Bill Moyers Essay: The Hypocrisy of 'Justice for All'

robbersdog49 says...

So, would you like to tell us which jobs we should get which are sure to be safe for the next 18 years? You know, the ones where it's impossible for the company to go bankrupt or suffer some other financial crisis?

Huh?

To think that someone's fate is entirely in their own hands is naivety at it's worst. When you're talking about a country like america, if just one percent of the population loses their jobs without it being their fault that's still over 3,000,000 people. That's a hell of a lot of people to condemn for what, not trying hard enough? Being wasters?

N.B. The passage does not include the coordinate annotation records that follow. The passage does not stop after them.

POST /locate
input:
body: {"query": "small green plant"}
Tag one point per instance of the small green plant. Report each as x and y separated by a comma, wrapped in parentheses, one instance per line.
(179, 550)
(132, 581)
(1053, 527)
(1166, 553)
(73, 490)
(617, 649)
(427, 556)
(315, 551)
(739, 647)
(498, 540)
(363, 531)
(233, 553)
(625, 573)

I'm british and I live in a welfare state. My wife and I pay a good chunk more in taxes than the average person in the UK. I've never claimed any welfare and with a little luck I'll never have to. But I'm proud to live in a country where caring for those less fortunate than ourselves is deemed important.

Jerykk said:

Defending the poor is all well and good but that costs money too. If the poor aren't contributing to the economy, who ends up being penalized here? The inherent problem here is with irresponsible people. People who have children when they don't have enough money to support them. It seems like such a simple consideration yet so few seem to heed it. Don't start a family unless you have a steady and secure job that can support one. Think of the long-term expenses that a family entails, save your money whenever possible and make safe investments. If people did all this, both poverty and crime would decrease significantly.

Also, the pledge of allegiance is ridiculously antiquated. What exactly is it supposed to accomplish? Loyalty to the nation? When kids only regurgitate it as a matter of routine at the start of the school day, it holds no meaning. It's not like religion which is ingrained through constant reinforcement and conditioning both at home and in church.